"We have discovered a very young crater in the southern mid-latitudes of Mars that shows evidence of liquid water in Mars' recent past," said Andreas Johnsson at the University of Gothenburg.
The southern hemisphere of Mars is home to a crater that contains very well-preserved gullies and debris flow deposits, researchers said.
The geomorphological attributes of these landforms provide evidence that they were formed by the action of liquid water in geologically recent time, they said.
Debris flows on Earth often cause significant material destruction and even human casualties, when they occur in built-up areas. During a debris flow, a mixture of stones, gravel, clay and water moves rapidly down a slope.
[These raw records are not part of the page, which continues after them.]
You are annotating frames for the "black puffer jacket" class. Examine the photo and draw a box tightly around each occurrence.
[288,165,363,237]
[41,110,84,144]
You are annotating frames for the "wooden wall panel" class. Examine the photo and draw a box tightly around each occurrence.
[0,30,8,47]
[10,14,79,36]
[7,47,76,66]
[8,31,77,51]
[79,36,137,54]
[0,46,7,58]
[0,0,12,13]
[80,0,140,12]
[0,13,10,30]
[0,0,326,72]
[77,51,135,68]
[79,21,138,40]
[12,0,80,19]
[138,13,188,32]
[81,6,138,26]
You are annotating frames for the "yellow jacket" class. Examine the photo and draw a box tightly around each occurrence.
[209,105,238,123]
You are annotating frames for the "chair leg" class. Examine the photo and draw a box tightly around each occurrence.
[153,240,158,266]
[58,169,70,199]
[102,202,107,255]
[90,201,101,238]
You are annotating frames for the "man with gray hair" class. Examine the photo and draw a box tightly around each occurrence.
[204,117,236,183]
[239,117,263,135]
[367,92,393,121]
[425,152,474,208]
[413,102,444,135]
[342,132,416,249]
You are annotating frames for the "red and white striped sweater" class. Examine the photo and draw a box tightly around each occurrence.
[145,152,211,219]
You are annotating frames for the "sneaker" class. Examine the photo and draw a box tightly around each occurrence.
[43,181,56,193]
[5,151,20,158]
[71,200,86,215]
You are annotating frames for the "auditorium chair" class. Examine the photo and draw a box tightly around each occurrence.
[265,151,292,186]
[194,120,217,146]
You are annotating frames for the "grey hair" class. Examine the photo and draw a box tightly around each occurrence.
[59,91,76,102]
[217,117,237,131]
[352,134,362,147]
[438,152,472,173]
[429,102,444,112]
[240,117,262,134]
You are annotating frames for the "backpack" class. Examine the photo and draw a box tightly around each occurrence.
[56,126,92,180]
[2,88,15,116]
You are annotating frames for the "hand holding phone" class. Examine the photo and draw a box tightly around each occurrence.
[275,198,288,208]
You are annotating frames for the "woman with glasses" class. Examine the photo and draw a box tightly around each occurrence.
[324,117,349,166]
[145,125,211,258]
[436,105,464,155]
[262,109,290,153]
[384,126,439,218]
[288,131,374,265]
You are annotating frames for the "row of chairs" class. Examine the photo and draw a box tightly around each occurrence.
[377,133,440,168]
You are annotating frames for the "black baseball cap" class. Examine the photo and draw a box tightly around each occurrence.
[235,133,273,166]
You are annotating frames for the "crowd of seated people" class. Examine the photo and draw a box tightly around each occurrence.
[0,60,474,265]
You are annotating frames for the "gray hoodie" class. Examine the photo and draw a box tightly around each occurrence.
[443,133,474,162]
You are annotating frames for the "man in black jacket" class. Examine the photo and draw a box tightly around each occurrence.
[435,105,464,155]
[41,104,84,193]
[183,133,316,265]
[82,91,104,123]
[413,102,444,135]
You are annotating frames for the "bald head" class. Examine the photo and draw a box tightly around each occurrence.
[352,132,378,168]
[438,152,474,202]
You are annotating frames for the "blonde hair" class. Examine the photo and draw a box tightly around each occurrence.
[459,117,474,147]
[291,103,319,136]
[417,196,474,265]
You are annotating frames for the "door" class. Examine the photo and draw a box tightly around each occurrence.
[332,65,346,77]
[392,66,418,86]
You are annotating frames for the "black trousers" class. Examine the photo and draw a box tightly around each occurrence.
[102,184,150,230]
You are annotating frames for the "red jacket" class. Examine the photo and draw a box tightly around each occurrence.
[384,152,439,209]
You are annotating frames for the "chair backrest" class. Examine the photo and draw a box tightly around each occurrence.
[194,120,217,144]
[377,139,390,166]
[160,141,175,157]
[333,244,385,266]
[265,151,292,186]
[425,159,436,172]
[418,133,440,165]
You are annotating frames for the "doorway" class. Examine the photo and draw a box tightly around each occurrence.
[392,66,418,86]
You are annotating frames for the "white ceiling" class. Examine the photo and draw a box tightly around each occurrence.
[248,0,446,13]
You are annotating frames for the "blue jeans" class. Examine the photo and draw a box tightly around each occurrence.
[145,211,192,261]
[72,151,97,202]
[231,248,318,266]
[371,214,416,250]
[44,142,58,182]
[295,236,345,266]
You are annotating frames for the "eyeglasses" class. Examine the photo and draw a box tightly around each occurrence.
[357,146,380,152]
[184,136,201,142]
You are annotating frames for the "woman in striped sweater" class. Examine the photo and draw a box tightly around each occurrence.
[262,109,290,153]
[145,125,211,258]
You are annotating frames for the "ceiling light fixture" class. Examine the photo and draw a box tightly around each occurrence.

When the sediment subsequently stops, it displays characteristic surface features such as lobate deposits and paired levees along flow channels.
It is these landforms that Johnsson has identified on Mars. The research group has been able to compare the landforms on Mars with known debris flows on Svalbard with the aid of aerial photography and field studies.
"Our fieldwork on Svalbard confirmed our interpretation of the Martian deposits. What surprised us was that the crater in which these debris flows have formed is so young," said Johnsson.
Crater statistics allowed Andreas Johnsson and his co-authors to determine that the age of the crater to be approximately 200,000 years. This means that the crater was formed long after the most recent proposed ice age on Mars, which ended around 400,000 years ago.
"Gullies are common on Mars, but the ones which have been studied previously are older, and the sediments where they have formed are associated with the most recent ice age. Our study crater on Mars is far too young to have been influenced by the conditions that were prevalent then," Johnsson said.
The study crater is situated in the mid-latitudes of Mars' southern hemisphere, superposed on what is known as the rampart ejecta of a nearby larger crater.
A rampart ejecta display a "flowerlike" form around the host crater, and scientists have interpreted this as being the result of an impact in wet or ice-rich ground.
The study was published in the journal Icarus.